Fair Housing Act Lives
The Supremes have come down with a trio of scorchers in the last two days. In a 6-3 vote, they upheld the Affordable Care Act and at least arguably adequate health insurance for everyone (Roberts wrote the opinion and managed to stay away the "great powers" nonsense he used in his prior opinion upholding the Act. Scalia went straight of the rails in his dissent, of course, basically repeating the Cato Institute's extreme shoveling which boils down to saying that the federal government doesn't have taxing authority in spite of the 16th Amendment and doesn't have general welfare powers in spite of the main text of the Constitution.). Today gay rights won 5-4 (And although the dissenters claim to be all about original intent, they displayed a complete ignorance of it here. This decision will not lead to discrimination against conservative denominations; it will end the conservative denominations' use of state authority to prevent liberal denominations from performing same-sex marriages. And since the dissent was never taught it, I'll point out that preventing denominations from using state power to enforce their beliefs on other denominations was exactly why the Founding Fathers adopted the religion clauses in the First Amendment. The Four Horsemen will never admit what hypocrites they are, though.).

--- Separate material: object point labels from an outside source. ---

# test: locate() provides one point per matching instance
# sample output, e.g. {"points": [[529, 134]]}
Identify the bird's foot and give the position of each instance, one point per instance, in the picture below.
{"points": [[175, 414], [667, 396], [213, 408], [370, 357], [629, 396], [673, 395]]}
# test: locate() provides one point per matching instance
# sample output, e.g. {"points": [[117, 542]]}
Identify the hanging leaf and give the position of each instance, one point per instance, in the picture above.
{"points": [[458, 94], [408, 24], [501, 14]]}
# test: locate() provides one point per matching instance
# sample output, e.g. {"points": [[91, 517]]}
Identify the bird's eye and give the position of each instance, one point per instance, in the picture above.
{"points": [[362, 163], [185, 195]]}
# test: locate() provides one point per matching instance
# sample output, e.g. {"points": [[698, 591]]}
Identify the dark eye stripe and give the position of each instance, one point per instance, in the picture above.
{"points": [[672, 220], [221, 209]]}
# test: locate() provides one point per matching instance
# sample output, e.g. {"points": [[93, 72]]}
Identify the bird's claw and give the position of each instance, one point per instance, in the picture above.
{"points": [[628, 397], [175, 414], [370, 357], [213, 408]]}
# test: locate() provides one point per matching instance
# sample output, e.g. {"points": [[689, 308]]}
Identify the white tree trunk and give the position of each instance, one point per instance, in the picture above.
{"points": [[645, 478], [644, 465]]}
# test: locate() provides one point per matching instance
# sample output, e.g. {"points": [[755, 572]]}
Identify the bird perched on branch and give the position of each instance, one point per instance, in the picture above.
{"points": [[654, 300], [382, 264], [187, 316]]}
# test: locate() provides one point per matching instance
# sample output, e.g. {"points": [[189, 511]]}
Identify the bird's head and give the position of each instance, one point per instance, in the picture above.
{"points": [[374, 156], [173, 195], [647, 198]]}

And yesterday the Fair Housing Act was salvaged 5-4, with the same line-up. Disparate impact can still be used to make a discrimination case. Disparate impact means that, if you look at the figures (in this case financial assistance for affordable housing) and they show impermissible discrimination (race, religion, etc.), you can use that to show discrimination. You don't need a smoking gun, such as an in-house memo saying, "Don't sell to minorities." Disparate impact became a thing when I was much younger and there was obvious red-lining going on in sales and lending, but the banks, builders, and real estate companies weren't stupid enough to leave a trail. It was happening with winks and nods, but it was definitely happening. So statistics became the evidence to keep discrimination at bay. The majority yesterday decided that was a good thing. The dissent would rather make the discrimination laws a dead letter by making them unenforceable unless the discriminating party attains an "ain't gonna happen" level of stupidity. In other words the dissent wants to make discrimination effectively legal. And that's about all you need to know about Roberts, Scalia, Alito, and Thomas.